Ich verbeugte mich vor ihr, fragte nach ihrer Gesundheit, sie reichte mir die Hand und versicherte, daß es besser wäre. – »Ja weit besser!« sagte sie und fügte hinzu: »Sie sehen auch wie neugeboren aus. Sie waren schön, sehr, sehr schön! Als die Begeisterung Sie hinriß, sahen Sie idealisch aus. Sie waren es, den ich in jedem Gedichte sah. Unter dem kleinen Knaben mit dem Maler in den Katakomben dachte ich mir Sie und Federigo.«

»So war es auch!« rief ich, »ich selbst habe erlebt, was ich sang.«

»Ja,« erwiderte sie, »alles haben Sie selbst erlebt, der Liebe Glück, der Liebe Schmerz; möchten Sie so glücklich werden, wie Sie es verdienen!«

Ich sagte ihr, welche Veränderung allem Anscheine nach in meinem ganzen Wesen vor sich gegangen wäre, wieviel freundlicher das Leben mir jetzt lächelte, und sie ergriff meine Hand und schaute mir mit ihrem dunklen ausdrucksvollen Auge bis in die Seele. Sie war schön, schöner als gewöhnlich, eine feine Röte glühte auf ihren Wangen, das schwarze glänzende Haar, aus der schön gebildeten Stirne glatt zurückgekämmt, floß in reichen Wellen hinab. Der üppige Wuchs zeigte das Bild einer Juno, schön, wie nur ein Phidias es zu bilden vermochte.

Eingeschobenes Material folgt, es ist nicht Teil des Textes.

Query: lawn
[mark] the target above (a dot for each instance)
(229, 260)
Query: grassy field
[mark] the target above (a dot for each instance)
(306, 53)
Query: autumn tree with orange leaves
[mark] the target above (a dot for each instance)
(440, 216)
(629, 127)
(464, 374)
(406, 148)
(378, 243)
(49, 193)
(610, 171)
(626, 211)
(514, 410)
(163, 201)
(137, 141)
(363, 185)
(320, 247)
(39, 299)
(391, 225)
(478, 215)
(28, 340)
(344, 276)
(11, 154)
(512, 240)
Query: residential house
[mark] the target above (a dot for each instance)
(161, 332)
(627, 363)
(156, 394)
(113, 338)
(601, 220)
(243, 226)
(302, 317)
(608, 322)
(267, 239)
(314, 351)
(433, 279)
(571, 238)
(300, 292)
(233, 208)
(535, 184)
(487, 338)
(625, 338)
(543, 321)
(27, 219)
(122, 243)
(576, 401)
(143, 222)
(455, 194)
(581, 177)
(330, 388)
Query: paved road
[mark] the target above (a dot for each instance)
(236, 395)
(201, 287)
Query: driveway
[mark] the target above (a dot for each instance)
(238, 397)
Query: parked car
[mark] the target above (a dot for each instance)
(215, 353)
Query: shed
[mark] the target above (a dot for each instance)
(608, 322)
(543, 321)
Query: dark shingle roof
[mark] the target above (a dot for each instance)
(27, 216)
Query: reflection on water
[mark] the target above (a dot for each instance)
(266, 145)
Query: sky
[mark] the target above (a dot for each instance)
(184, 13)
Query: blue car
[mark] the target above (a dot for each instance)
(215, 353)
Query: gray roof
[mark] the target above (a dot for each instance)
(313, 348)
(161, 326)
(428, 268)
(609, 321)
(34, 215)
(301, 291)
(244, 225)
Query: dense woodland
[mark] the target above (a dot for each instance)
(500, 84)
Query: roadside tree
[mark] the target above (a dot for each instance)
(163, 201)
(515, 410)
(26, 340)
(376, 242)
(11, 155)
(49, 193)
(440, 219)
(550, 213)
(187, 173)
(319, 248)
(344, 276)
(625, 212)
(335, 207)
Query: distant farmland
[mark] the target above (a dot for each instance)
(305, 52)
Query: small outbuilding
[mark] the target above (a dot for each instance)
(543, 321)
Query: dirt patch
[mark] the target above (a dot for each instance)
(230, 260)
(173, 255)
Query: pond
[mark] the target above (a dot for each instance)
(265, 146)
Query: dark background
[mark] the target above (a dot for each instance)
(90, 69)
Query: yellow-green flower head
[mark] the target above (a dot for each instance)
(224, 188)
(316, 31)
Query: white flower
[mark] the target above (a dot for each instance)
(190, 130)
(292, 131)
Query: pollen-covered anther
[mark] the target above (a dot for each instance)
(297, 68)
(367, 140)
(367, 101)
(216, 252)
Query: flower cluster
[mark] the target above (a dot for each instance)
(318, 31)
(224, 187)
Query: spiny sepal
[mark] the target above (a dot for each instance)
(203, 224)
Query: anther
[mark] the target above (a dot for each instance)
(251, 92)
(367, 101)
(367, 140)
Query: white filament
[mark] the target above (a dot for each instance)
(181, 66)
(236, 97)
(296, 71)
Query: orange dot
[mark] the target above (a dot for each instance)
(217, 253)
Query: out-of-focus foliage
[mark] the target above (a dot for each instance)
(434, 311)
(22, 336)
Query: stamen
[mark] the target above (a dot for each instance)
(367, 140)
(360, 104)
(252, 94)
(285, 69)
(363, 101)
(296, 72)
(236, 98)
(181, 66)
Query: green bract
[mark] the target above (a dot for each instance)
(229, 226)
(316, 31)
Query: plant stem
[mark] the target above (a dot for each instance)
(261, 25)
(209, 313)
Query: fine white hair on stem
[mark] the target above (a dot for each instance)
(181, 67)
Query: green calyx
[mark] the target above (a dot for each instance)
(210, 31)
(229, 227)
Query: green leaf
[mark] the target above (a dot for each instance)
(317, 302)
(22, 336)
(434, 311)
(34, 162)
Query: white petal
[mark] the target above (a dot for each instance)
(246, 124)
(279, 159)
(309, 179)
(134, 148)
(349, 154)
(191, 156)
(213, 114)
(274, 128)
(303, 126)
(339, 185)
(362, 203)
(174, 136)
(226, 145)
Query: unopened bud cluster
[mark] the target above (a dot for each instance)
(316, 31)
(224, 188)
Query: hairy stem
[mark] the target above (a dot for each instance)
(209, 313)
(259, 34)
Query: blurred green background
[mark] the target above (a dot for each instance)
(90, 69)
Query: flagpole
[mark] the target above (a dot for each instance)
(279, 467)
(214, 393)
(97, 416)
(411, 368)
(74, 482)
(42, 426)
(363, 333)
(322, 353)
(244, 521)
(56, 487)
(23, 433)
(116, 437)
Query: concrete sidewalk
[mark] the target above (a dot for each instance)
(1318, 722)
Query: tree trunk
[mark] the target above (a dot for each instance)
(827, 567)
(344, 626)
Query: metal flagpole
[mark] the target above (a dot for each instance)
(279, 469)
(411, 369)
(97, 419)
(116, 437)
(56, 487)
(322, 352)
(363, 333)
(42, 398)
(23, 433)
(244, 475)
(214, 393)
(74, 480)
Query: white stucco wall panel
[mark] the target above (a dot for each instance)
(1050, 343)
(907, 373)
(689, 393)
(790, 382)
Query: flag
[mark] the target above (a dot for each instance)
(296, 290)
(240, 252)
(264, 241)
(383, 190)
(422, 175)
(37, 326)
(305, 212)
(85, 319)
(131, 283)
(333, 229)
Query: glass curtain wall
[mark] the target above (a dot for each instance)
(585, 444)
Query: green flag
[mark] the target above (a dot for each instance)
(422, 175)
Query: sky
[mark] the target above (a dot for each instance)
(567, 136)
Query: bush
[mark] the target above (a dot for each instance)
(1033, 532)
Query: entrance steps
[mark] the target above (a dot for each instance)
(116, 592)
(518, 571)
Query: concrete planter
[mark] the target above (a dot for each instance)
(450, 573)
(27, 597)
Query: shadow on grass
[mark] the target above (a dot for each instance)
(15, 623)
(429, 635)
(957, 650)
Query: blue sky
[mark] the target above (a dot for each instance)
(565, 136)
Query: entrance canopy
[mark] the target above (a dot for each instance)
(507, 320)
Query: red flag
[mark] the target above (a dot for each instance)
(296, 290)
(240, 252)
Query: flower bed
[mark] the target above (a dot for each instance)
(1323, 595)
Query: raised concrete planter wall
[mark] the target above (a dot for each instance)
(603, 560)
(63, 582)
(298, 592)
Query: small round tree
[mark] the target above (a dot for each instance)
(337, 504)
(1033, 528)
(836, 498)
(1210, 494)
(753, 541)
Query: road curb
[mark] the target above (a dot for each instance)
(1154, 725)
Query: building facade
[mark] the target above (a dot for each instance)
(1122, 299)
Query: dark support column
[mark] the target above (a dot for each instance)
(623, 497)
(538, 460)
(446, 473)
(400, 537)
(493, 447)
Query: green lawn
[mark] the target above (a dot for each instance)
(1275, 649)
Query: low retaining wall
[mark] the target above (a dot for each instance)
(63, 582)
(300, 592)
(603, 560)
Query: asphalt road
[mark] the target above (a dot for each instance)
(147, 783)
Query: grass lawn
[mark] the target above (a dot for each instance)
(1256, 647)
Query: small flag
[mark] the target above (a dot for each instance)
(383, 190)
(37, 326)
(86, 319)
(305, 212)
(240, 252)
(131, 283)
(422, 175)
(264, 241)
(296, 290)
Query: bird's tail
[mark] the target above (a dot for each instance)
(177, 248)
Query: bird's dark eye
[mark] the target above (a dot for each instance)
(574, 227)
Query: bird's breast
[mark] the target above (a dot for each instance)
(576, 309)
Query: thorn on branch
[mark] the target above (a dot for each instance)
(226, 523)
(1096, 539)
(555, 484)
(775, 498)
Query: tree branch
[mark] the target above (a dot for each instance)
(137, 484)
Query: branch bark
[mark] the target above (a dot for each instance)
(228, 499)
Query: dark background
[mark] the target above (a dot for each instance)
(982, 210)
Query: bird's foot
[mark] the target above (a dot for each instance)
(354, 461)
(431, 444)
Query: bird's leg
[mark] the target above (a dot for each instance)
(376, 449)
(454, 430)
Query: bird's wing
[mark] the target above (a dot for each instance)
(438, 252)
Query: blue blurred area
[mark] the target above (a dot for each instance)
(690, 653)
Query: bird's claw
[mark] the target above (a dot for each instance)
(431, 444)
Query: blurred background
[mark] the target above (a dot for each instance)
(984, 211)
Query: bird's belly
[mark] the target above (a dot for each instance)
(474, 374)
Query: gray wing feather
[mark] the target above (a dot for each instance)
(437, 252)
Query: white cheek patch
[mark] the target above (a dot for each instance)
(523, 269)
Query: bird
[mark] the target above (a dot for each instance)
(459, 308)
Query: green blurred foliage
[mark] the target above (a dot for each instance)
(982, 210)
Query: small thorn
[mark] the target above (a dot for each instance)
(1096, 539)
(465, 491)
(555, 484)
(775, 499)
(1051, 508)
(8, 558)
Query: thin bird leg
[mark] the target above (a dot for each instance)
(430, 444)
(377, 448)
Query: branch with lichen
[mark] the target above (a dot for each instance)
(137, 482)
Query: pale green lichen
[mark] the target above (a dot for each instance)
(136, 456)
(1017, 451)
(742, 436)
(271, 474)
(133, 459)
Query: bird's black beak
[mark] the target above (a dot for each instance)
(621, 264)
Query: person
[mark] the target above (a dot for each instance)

»Ja, für die Welt müssen Sie leben,« sagte sie, »Sie sind ihr Eigentum, Millionen werden Sie erfreuen und entzücken, lassen Sie deshalb den Gedanken an eine Einzelne nicht störend in Ihr Glück greifen; Sie sind der Liebe wert, Sie reißen hin durch Ihren Geist, durch Ihr Talent, durch« – – Sie zog mich auf den Diwan an ihre Seite nieder. – »Wir müssen ernstlich reden, wir haben ja seit jenem Abende, wo der Kummer so schwer auf Ihrer Seele lag, nicht recht zusammen reden können. – Sie schienen damals, ja wie soll ich es nennen – Sie schienen mich mißverstanden zu haben. –«

Das hatte mein Herz auch, und oft hatte ich es mir vorgeworfen. »Ich bin Ihrer Güte nicht wert,« rief ich, einen Kuß auf ihre Hand drückend, und schaute ihr mit Reinheit in Blick und Gedanken in das dunkle Auge. Und doch brannte ihr Blick, während er ernst, fast möchte ich sagen durchbohrend auf mir ruhte. Hätte uns ein Fremder gesehen, würde er da Schatten gefunden haben, wo nur Licht und Reinheit war. Es war, mein Herz wenigstens konnte das laut aussprechen, als ob sich hier Bruder und Schwester, Augen und Gedanken begegneten.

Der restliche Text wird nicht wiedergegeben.